Genome-wide detection of predicted non-coding RNAs in Rhizobium etli expressed during free-living and host-associated growth using a high-resolution tiling array
Centre of Microbial and Plant Genetics, Katholieke Universiteit Leuven, B-3001 Heverlee, Belgium
BMC Genomics 2010, 11:53 doi:10.1186/1471-2164-11-53Published: 20 January 2010
Non-coding RNAs (ncRNAs) play a crucial role in the intricate regulation of bacterial gene expression, allowing bacteria to quickly adapt to changing environments. In the past few years, a growing number of regulatory RNA elements have been predicted by computational methods, mostly in well-studied γ-proteobacteria but lately in several α-proteobacteria as well. Here, we have compared an extensive compilation of these non-coding RNA predictions to intergenic expression data of a whole-genome high-resolution tiling array in the soil-dwelling α-proteobacterium Rhizobium etli.

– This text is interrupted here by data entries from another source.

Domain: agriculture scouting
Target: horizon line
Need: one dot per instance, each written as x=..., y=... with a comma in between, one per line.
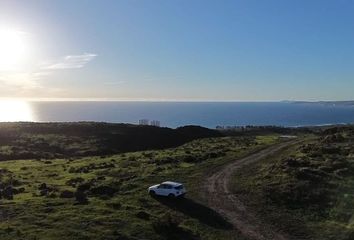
x=153, y=100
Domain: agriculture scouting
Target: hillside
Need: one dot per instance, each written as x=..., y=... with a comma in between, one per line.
x=106, y=197
x=307, y=190
x=57, y=140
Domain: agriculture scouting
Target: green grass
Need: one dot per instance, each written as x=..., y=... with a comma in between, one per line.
x=129, y=213
x=306, y=190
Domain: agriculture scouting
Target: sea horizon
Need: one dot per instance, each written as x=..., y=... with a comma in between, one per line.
x=176, y=114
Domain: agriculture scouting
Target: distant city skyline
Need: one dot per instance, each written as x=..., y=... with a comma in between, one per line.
x=187, y=50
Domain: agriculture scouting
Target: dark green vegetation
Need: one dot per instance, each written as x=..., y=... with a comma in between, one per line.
x=105, y=197
x=58, y=140
x=308, y=189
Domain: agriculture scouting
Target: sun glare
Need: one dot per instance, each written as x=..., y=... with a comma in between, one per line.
x=13, y=49
x=15, y=111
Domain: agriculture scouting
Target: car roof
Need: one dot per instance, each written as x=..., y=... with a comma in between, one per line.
x=174, y=184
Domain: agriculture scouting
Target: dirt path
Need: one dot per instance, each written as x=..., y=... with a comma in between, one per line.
x=221, y=199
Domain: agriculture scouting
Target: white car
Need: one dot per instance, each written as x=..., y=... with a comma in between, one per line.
x=168, y=189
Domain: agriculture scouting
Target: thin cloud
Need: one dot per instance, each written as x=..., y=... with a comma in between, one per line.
x=72, y=62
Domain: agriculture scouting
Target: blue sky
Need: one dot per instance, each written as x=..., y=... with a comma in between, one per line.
x=249, y=50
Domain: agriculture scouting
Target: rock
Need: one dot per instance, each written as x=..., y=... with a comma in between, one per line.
x=103, y=190
x=7, y=193
x=81, y=197
x=67, y=194
x=84, y=187
x=42, y=186
x=143, y=215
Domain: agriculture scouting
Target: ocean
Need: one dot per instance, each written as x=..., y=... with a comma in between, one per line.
x=175, y=114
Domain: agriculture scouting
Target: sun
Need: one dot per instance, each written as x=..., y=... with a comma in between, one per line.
x=13, y=49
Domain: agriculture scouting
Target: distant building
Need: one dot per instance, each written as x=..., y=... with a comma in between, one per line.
x=144, y=122
x=155, y=123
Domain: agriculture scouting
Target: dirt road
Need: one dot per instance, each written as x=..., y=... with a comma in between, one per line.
x=221, y=199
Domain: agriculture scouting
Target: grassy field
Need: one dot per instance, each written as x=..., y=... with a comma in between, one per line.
x=306, y=190
x=106, y=198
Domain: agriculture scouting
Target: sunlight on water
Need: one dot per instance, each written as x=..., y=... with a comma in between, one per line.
x=15, y=111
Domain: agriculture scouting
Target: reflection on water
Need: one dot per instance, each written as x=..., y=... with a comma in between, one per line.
x=15, y=111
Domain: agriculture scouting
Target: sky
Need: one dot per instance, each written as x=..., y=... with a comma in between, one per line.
x=177, y=50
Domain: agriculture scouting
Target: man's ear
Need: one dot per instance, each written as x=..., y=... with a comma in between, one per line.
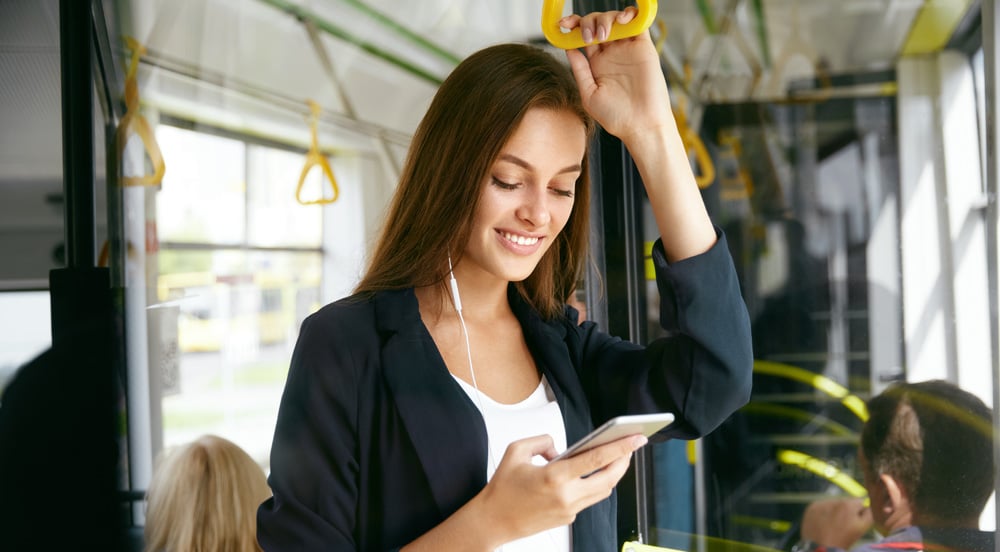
x=897, y=498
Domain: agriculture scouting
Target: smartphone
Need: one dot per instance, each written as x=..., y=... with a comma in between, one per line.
x=616, y=428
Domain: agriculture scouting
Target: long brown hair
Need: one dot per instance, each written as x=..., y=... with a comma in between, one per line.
x=475, y=111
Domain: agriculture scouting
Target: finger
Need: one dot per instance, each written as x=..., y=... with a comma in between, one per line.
x=626, y=15
x=525, y=449
x=599, y=484
x=569, y=22
x=866, y=515
x=599, y=457
x=580, y=67
x=597, y=26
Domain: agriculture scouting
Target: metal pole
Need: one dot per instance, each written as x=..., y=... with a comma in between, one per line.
x=78, y=131
x=991, y=67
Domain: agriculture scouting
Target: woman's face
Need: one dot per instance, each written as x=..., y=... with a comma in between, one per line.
x=527, y=196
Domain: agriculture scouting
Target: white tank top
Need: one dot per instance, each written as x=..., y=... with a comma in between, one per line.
x=538, y=414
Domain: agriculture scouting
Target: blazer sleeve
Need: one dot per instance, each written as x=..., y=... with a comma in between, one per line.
x=314, y=464
x=701, y=370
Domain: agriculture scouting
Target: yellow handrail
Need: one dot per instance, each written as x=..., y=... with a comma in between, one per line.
x=315, y=157
x=692, y=142
x=134, y=122
x=552, y=13
x=818, y=381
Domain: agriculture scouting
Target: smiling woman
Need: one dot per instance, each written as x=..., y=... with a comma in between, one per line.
x=456, y=371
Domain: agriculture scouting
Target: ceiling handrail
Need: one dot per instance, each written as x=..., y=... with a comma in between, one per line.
x=552, y=12
x=315, y=157
x=796, y=46
x=134, y=122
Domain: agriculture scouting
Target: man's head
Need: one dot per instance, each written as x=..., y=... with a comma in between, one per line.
x=927, y=452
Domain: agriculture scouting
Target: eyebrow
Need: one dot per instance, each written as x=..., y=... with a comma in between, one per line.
x=521, y=162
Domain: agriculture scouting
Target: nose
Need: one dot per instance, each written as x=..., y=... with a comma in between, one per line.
x=534, y=210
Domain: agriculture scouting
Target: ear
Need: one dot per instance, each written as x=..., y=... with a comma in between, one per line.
x=896, y=496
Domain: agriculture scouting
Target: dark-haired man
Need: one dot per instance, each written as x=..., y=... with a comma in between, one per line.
x=927, y=457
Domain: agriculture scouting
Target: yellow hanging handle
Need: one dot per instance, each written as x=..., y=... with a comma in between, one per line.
x=692, y=142
x=314, y=157
x=552, y=13
x=134, y=122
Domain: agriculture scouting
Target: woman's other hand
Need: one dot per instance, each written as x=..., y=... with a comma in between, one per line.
x=621, y=82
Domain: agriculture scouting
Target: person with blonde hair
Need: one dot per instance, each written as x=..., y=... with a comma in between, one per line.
x=204, y=497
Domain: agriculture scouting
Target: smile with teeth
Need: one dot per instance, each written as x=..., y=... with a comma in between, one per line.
x=519, y=240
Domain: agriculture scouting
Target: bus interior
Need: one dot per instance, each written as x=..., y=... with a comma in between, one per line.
x=198, y=176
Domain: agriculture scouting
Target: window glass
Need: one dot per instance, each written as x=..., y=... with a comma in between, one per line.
x=229, y=296
x=275, y=218
x=25, y=330
x=236, y=315
x=202, y=199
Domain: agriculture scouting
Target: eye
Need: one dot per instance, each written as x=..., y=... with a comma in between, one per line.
x=503, y=185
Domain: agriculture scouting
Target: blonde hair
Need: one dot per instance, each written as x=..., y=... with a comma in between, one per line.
x=203, y=497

Expression of 89 candidate ncRNAs was detected, both on the chromosome and on the six megaplasmids encompassing the R. etli genome. Of these, 11 correspond to functionally well characterized ncRNAs, 12 were previously identified in other α-proteobacteria but are as yet uncharacterized and 66 were computationally predicted earlier but had not been experimentally identified and were therefore classified as novel ncRNAs. The latter comprise 17 putative sRNAs and 49 putative cis-regulatory ncRNAs. A selection of these candidate ncRNAs was validated by RT-qPCR, Northern blotting and 5' RACE, confirming the existence of 4 ncRNAs. Interestingly, individual transcript levels of numerous ncRNAs varied during free-living growth and during interaction with the eukaryotic host plant, pointing to possible ncRNA-dependent regulation of these specialized processes.
Our data support the practical value of previous ncRNA prediction algorithms and significantly expand the list of candidate ncRNAs encoded in the intergenic regions of R. etli and, by extension, of α-proteobacteria. Moreover, we show high-resolution tiling arrays to be suitable tools for studying intergenic ncRNA transcription profiles across the genome. The differential expression levels of some of these ncRNAs may indicate a role in adaptation to changing environmental conditions.